Trusted local news leader for Prescott area communities since 1882
Mon, July 22

Editorial: Shedding light on drug abuse is best

Every area of the country has its problems, some more than others.

When it comes to drugs, such as opiates (think heroin and prescription drugs especially), the Courier has published articles over the years shedding light on the issue. I recall a string of overdoses and fatalities years ago that we told you about, one involving a former high school football standout who died.

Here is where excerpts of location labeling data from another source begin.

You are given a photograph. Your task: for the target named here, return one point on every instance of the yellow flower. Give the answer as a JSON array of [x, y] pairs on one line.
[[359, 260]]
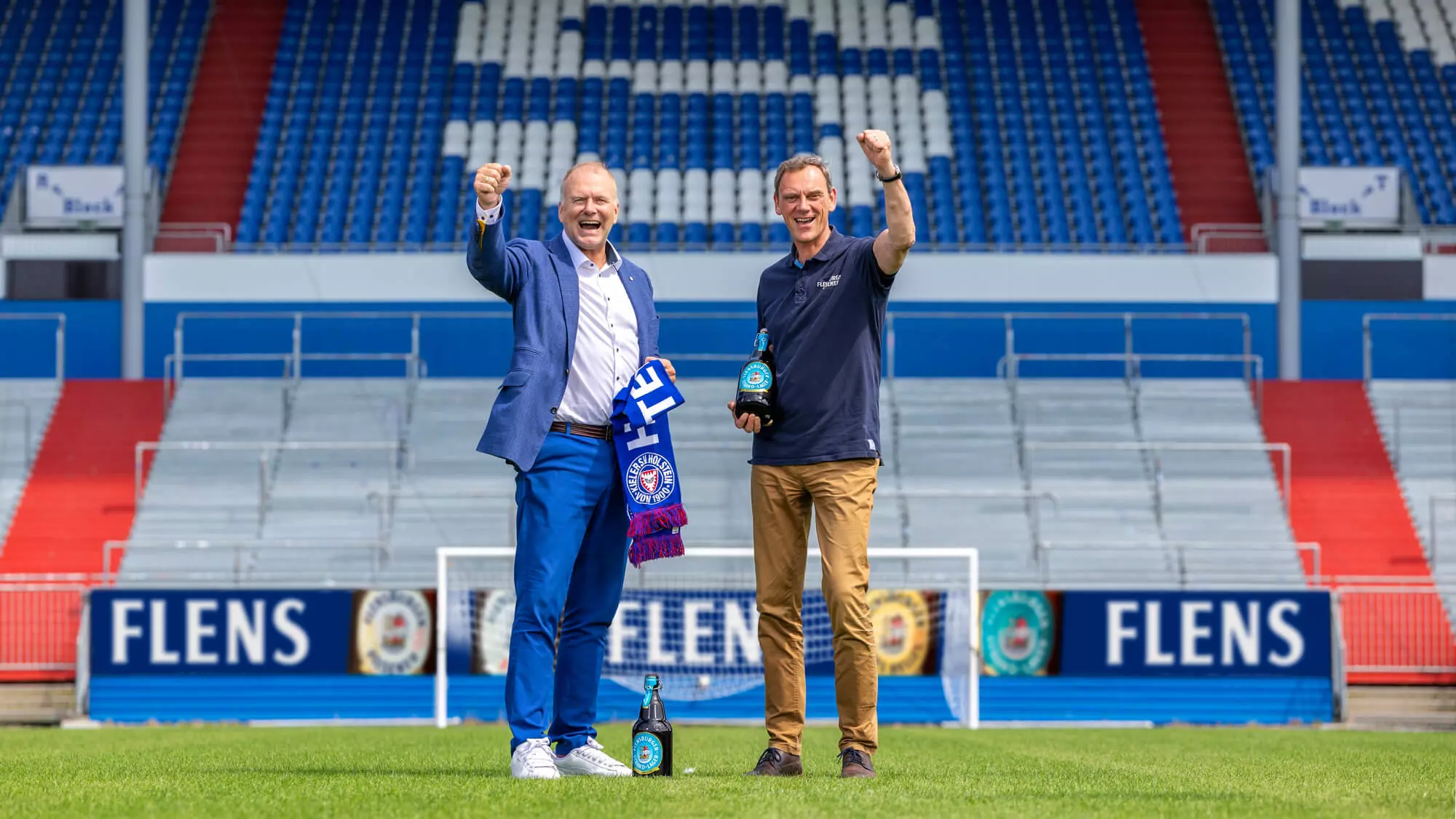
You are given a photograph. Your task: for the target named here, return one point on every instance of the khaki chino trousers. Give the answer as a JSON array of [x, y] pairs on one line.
[[841, 494]]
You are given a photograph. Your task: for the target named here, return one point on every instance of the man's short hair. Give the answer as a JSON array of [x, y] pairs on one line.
[[582, 167], [800, 162]]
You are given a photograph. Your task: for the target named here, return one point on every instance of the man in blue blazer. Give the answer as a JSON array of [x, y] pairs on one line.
[[585, 323]]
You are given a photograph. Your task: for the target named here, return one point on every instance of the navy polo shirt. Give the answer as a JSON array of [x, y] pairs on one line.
[[825, 321]]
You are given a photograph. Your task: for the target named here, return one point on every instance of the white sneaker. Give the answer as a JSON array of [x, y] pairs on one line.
[[535, 761], [590, 761]]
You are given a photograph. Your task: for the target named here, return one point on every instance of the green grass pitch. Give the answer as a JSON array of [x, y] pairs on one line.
[[462, 771]]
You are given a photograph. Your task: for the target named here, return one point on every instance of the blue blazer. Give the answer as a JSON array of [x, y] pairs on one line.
[[541, 283]]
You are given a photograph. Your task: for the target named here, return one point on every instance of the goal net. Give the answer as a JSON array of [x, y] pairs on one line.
[[692, 621]]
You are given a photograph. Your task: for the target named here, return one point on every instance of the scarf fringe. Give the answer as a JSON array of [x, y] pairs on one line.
[[652, 521], [656, 545]]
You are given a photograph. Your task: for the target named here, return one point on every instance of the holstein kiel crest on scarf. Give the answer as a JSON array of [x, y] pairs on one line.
[[646, 458]]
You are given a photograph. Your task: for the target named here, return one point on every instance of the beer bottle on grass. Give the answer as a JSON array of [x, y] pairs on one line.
[[653, 735]]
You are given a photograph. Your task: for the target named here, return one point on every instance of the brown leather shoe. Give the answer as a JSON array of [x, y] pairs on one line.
[[775, 762], [855, 765]]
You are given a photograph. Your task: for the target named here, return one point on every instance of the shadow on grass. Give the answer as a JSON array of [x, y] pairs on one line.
[[359, 771]]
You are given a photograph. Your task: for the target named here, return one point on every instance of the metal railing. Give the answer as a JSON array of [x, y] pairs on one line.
[[1010, 366], [247, 558], [27, 432], [218, 235], [60, 337], [416, 369], [1230, 238], [1010, 320], [40, 618], [1396, 627], [1286, 454], [1400, 410], [387, 505], [1180, 551], [1368, 337], [1432, 526], [267, 451], [925, 247]]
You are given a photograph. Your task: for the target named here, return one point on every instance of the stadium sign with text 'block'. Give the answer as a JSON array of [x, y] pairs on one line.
[[1196, 634], [205, 631], [81, 196], [1353, 197]]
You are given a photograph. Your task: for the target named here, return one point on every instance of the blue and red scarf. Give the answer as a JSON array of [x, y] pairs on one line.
[[646, 456]]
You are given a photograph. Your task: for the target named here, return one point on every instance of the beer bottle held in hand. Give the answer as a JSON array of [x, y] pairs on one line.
[[653, 735], [756, 385]]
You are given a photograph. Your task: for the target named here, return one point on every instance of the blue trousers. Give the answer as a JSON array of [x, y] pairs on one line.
[[571, 555]]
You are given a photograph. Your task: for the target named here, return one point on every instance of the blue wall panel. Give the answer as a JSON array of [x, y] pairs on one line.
[[1403, 349], [92, 340], [911, 700]]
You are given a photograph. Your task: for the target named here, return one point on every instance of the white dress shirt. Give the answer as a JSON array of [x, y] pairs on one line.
[[606, 355]]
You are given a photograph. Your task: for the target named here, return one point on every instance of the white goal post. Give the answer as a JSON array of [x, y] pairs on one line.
[[937, 589]]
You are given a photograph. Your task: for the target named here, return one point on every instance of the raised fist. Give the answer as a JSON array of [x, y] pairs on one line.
[[877, 151], [491, 181]]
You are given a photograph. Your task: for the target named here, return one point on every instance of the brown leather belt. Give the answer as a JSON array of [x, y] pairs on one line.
[[601, 432]]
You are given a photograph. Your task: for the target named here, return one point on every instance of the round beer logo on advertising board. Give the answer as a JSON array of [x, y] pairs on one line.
[[1017, 633], [902, 630], [392, 634], [756, 378], [647, 753], [493, 630]]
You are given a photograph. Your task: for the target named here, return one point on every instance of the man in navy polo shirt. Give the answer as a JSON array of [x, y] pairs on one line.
[[825, 306]]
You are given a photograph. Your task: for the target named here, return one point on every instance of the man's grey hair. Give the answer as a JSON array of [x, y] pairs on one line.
[[583, 167], [800, 162]]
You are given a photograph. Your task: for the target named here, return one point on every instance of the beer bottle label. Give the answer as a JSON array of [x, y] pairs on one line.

Word of the dilemma comes in waves.

A recent incident that has turned the spotlight back on is the April 21 overdose and death of pop star Prince, who died in Minneapolis of a self-administered overdose of fentanyl, a synthetic opiate.

Plain and simple: every drug overdose is ugly. The best possible outcome is survival, the worst is death. The death of a superstar gets extra scrutiny, and if one person learns from it the result is justified.

Tragedies involving opioids, including heroin and prescriptions, deserve just as much attention. That is why reports of use, discarded needles, and efforts to stem the tide are important.

In the Prescott area and Yavapai County, actions by MATForce – at a minimum to educate and collect old or unused prescriptions – help a lot. Also, the Courier previously reported, area law enforcement agencies are considering having officers carry the drug naloxone to reverse suspected heroin overdoses, even though medical personnel already use it to save lives.

The outcomes are heroic – people are surviving, even avoiding, the critical moment of no return.

The devastating long-term effects of drug abuse, however, rarely end with a dose of naloxone. Addiction is a powerful force, against which even support-filled communities struggle with limited success. Sad but true.

Authorities are well aware that opioid abuse is a problem. In my book, fixing the complications at their roots is best. Imagine putting the recovery homes out of business. Efforts to combat drug overdose are twofold: services centered on addiction treatment aim to help addicts stop using, and law enforcement working to cut off supplies.

Despite those efforts, though, overdoses continue to plague most every region in the nation. The users also have to want to quit.

People around the globe are still mourning the loss of Prince. Perhaps news of his death – what he really died of – will raise awareness of opioid abuse in our own backyard.